Bien entendu, la nourriture cuite est morte, une graine cuite ne germera pas. Pour aller plus loin, il a été observé qu'à partir du moment où un aliment est coupé de sa vie, il se met à se décomposer chimiquement. Il faut donc si possible râper ses carottes et couper ses tomates au dernier moment. Au niveau énergétique il est prouvé, et j'ai pu le constater en faisant des tests bio-énergétiques, que la nourriture vivante est plus riche, meilleure pour la vie (augmente le champ vital) que la nourriture cuite. Je n'ai pas pu tester les aliments cuits au vitaliseur de Marion Kaplan mais j'aimerais beaucoup pouvori le faire un jour.
Manger vivant a donc cet intérêt de nous faire consommer une nourriture qui ne nous demande pas d'énergie pour être transformée et mieux, qui en apporte. De nombreux témoignages vous rapporteront les bienfaits du cru et de l'alimentation vivante notamment au niveau du regain de vitalité.
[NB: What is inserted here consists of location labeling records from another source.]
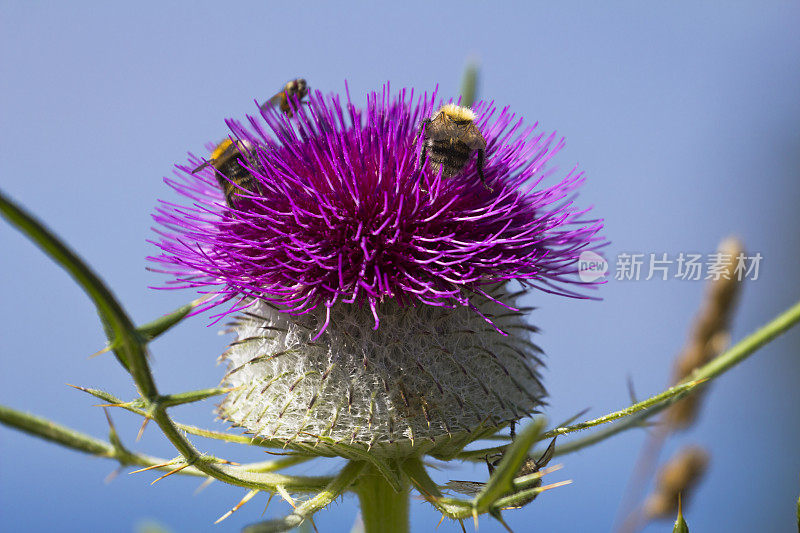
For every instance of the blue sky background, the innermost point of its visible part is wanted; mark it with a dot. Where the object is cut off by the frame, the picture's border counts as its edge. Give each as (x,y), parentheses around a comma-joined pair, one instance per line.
(684,116)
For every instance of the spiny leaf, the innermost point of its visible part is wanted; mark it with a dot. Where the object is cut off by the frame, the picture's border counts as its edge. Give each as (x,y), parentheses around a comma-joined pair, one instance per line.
(515,455)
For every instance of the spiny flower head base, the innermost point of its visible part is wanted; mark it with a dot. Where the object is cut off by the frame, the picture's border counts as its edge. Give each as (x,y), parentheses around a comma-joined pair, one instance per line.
(342,210)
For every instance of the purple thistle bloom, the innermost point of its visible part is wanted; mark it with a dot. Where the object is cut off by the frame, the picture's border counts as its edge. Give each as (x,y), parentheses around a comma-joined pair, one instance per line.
(342,211)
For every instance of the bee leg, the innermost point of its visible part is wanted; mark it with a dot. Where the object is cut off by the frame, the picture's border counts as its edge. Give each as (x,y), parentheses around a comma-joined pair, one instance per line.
(481,160)
(203,165)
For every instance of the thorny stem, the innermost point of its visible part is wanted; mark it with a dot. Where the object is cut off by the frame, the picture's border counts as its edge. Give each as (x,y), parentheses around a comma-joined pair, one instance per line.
(130,348)
(73,439)
(655,404)
(338,485)
(382,509)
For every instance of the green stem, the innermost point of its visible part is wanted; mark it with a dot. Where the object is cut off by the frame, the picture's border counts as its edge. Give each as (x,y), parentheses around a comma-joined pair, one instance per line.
(382,509)
(701,375)
(655,404)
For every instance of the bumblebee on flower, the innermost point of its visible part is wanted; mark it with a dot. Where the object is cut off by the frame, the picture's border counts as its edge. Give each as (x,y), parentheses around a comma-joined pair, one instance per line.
(354,264)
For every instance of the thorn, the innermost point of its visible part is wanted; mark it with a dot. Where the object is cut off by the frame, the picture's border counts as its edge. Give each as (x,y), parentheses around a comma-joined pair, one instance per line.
(286,496)
(108,419)
(631,390)
(162,465)
(170,473)
(247,498)
(101,352)
(554,485)
(271,494)
(499,518)
(208,481)
(113,475)
(141,429)
(550,469)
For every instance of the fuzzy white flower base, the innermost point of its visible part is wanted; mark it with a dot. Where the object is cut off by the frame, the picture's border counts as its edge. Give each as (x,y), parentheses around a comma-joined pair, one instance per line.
(426,374)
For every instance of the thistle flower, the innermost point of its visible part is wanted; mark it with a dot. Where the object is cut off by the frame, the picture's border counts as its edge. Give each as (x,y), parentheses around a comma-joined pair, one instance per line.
(371,294)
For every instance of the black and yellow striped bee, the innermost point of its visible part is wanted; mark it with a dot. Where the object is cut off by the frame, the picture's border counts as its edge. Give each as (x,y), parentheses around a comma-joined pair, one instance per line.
(450,139)
(226,160)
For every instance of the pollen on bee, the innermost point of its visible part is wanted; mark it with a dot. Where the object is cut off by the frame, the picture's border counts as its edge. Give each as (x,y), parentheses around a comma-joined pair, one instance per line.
(458,112)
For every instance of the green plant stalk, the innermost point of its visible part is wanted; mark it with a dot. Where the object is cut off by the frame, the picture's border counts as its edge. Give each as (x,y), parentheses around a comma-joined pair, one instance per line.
(130,349)
(338,485)
(382,509)
(75,440)
(655,404)
(469,85)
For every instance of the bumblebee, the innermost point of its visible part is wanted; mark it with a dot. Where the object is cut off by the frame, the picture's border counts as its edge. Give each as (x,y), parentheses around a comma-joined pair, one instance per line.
(450,139)
(226,160)
(530,466)
(294,89)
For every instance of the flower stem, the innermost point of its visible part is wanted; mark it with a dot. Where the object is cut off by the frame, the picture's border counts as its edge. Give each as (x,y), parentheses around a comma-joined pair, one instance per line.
(382,509)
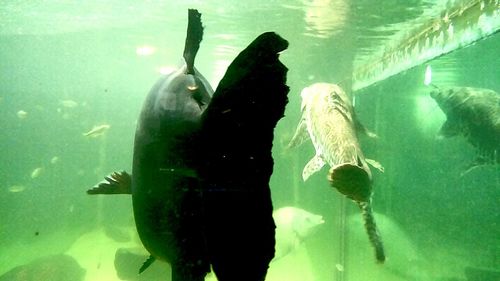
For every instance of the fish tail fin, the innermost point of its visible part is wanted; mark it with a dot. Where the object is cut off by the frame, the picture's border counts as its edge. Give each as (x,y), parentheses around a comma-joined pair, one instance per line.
(372,231)
(193,39)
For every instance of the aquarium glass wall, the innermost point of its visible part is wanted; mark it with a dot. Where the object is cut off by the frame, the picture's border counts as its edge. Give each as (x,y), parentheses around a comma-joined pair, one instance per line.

Le cru, oui, mais comment?
Donc: le cru c'est sain, c'est plein de vie mais ce n'est pas obligatoire. La question est donc comment faire pour manger plus de cru sans se sentir limité ou privé et sans faire du mal à sa santé?
Tout d'abord, ne vous mettez pas à manger cru là comme ça tout à coup. Allez-y progressivement voir comment votre organisme se comporte.

Soupe:
Si l'hiver votre corps réclame une soupe chaude mais que vous voulez manger cru, vous pourrez toujours faire une soupe crue avec de l'eau chaude dedans.

Graines et céréales:
Faites tremper vos céréales avant de les cuire afin de réveiller leur potentiel, en plus ça permet, pour le riz, d'éliminer l'acide phytique qui nuit à l'absorption de minéraux. Vous les mettrez en phase de germination et elles auront donc plus d'intérêt au niveau nutritionnel et ce, même si vous les cuisez ensuite. L'idéal étant de les cuire à la vapeur douce.
Pour les graines, faites-les germer et mangez-les telles quelles dans vos salades. C'est délicieux, je développerai cet aliment dans une étape prochaine mais je vous conseille le fenugrec, l'alfalfa, le trèfle rouge et le brocolis pour commencer.

Crudités racines:
Vous adorez les tubercules et racines en salade mais vos intestins ne les tolèrent pas? C'est peut-être parce qu'ils sont trop agressifs. Mon conseil est de les assaisonner avec du jus de citron ou tout autre agrume qui vous plaira. Ainsi, les fibres des légumes seront précuites, un peu comme le poisson ou la viande qui changent de couleur une fois arrosés de jus de citron, et donc plus digestes.

Mi-cru/mi-cuit:
Mon compromis préféré est d'inclure du cru dans du cuit. Lorsque je fais un risotto ou une poêlée, je n'ajoute certains éléments qu'à la fin, limite hors du feu: pousses d'épinards, tomates en dés, ceblette, courge, aromates frais, champignons, courgette... tous ces végétaux peuvent être mélangés à votre plat sans être cuits mais simplement réchauffés ou saisis en fin de cuisson pour garder toute leur vitalité et leur saveur dans un plat chaud.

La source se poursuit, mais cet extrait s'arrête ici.